From the inside cover:
A renaissance in Native basketry has swept across much of the Southwest in the last decades of the century, resulting in an explosive burst of creativity and innovation. Indian Basketmakers of the Southwest documents the art and most especially the weavers in whose hands the future of traditional basketry is held.
The weavers' life stories, and rich photographic documentation of their work, bring their special world into focus. We learn of their struggles and triumphs, about what it means to be a weaver in the modern world. We learn that today's weavers lead lives that are as diverse as their designs. Some are young but most are middle-aged or older. Some live in remote rural areas, others in or near towns. They share a tradition that has lately welcomed numerous male basketmakers to its ranks. We learn who their teachers were and to whom they are passing on their knowledge.

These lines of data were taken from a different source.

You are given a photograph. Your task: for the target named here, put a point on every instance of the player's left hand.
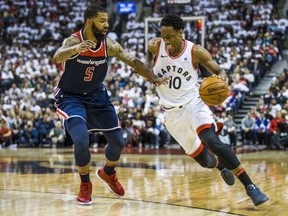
(161, 80)
(222, 75)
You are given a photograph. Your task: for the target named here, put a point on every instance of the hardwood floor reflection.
(45, 182)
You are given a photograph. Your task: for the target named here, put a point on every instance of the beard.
(97, 33)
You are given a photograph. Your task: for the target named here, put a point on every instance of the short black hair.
(92, 11)
(173, 20)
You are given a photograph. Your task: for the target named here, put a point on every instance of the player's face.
(172, 38)
(99, 26)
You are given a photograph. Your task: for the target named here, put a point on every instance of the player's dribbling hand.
(82, 47)
(161, 80)
(222, 75)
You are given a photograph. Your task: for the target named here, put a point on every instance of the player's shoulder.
(113, 47)
(72, 40)
(154, 41)
(154, 44)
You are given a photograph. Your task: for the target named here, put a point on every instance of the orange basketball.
(213, 91)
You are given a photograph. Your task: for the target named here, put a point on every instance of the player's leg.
(72, 110)
(106, 120)
(208, 160)
(77, 129)
(107, 174)
(204, 125)
(182, 131)
(230, 161)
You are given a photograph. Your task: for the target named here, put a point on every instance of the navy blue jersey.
(84, 72)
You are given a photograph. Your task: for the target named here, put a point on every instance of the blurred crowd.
(244, 37)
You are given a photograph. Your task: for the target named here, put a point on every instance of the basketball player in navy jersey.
(187, 118)
(82, 100)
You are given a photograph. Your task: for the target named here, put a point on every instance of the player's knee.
(115, 140)
(77, 129)
(206, 159)
(210, 139)
(115, 145)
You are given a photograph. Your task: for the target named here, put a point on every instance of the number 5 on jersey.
(89, 74)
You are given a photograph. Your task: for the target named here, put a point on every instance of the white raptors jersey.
(183, 86)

Larry Dalrymple's working friendships with these weavers over more than two decades developed as a result of his collecting activities begun in the late 1970s. His interest in continuity and change in basketry traditions informed a unique collection of baskets made by Yavapai, Havasupai, Hualapai, Western and Jicarilla Apache, Ute, San Juan Paiute, Navajo, O'odham, Pueblo, and Hopi weavers. Beautiful objects, these baskets embody most of all the beauty of tradition, passion, and wisdom. They are alive with creative energy, dreams, aspirations, and experience.

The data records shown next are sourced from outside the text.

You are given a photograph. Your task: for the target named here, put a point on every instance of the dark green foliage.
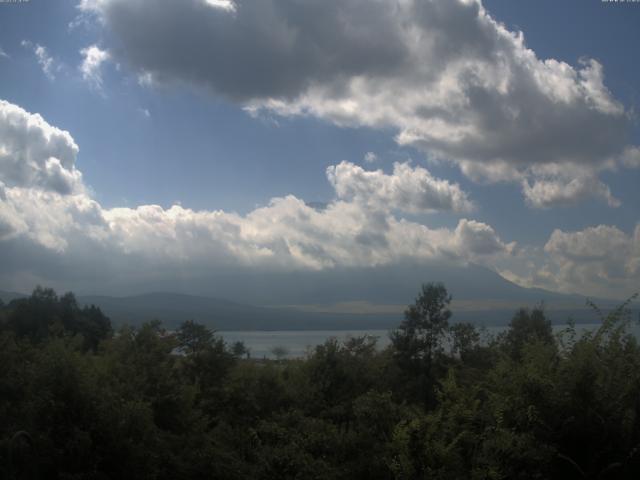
(44, 315)
(77, 402)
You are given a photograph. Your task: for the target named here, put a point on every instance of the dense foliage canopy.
(78, 401)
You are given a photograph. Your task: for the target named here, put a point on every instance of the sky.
(152, 139)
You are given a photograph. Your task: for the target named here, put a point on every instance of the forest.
(80, 400)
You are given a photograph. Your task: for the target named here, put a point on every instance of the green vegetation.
(78, 401)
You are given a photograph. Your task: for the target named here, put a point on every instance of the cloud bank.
(54, 227)
(445, 75)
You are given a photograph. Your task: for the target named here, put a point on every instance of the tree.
(420, 335)
(464, 339)
(418, 339)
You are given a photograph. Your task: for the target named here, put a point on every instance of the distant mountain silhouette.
(316, 300)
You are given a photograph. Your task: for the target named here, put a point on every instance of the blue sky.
(187, 137)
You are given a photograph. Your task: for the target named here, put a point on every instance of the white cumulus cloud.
(444, 75)
(91, 66)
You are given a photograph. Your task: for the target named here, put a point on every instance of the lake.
(298, 342)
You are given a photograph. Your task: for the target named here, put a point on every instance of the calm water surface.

The basketry tradition has disappeared among many tribes in the Southwest, and among others certain types are no longer made. The beautiful coiled trays and ollas of the Western Apache and the Yavapai and the boldly colored work baskets of the Jicarilla Apache are seldom made. Among the Ute the art is in a precarious state. The Yavapai have only one weaver, who because of age seldom weaves, while the Hualapai have only three remaining. Among the Rio Grande Pueblo people there are a couple weavers at Santa Clara Pueblo, one at San Juan Pueblo, and one at Taos Pueblo who continue to make willow baskets. A woman from Jemez Pueblo is the only Pueblo weaver still making yucca sifters.

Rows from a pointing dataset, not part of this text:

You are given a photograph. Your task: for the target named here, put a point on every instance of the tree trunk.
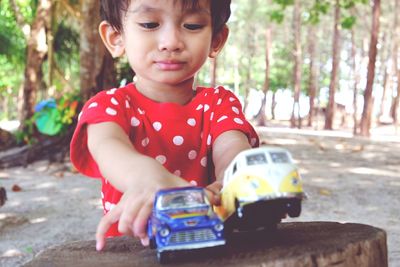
(330, 109)
(297, 244)
(261, 117)
(356, 78)
(368, 101)
(295, 119)
(92, 50)
(396, 99)
(36, 51)
(312, 89)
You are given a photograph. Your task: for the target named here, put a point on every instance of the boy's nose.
(171, 40)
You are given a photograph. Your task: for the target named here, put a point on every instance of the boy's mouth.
(170, 64)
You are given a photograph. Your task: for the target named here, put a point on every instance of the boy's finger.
(140, 224)
(215, 199)
(103, 226)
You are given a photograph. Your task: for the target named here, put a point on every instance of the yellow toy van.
(260, 187)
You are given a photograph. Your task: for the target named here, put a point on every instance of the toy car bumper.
(251, 199)
(214, 243)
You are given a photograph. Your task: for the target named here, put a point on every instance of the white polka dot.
(238, 121)
(114, 101)
(135, 122)
(178, 140)
(162, 159)
(203, 162)
(222, 118)
(111, 111)
(145, 142)
(253, 141)
(192, 154)
(157, 126)
(107, 206)
(209, 139)
(93, 105)
(111, 91)
(191, 122)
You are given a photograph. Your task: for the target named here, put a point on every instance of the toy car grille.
(192, 236)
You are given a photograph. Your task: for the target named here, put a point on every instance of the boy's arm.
(137, 176)
(225, 148)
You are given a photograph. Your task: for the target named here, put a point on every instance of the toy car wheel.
(294, 208)
(162, 257)
(152, 243)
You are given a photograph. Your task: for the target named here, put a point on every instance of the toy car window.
(279, 157)
(185, 199)
(256, 159)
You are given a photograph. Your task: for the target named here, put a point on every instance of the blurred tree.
(368, 100)
(295, 120)
(36, 51)
(330, 109)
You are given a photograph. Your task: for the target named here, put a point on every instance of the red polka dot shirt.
(180, 137)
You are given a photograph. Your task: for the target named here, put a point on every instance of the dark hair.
(113, 11)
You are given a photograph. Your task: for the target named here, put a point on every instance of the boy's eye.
(149, 25)
(193, 27)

It is this kind of staggering fact that brings Dalrymple's book its importance, in part, for Native America's oldest craft tradition hovers close to the precipice of its demise for many tribes. Thus we celebrate the lives and work of such elder weavers as Viola Jimulla, Bessie Mike, Florence Marshall, Mae Tilouis, Elnora Mapatis, Gusta Kidde Thompson, Cecilia Nelson Henry, sisters Jane and Mae White, and Tanzanita Pesata, among the great passing artists of their tradition.
Dalrymple celebrates, as well, the considerable upsurge of weaving activity in the Jicarilla Apache Tribe and in several Western Apache communities. In particular, Navajo basket making has shown credible resurgence over the last twenty years, and current basket making among the Tohono O'odham and Hopi is the most prolific among any of the Southwest's tribes.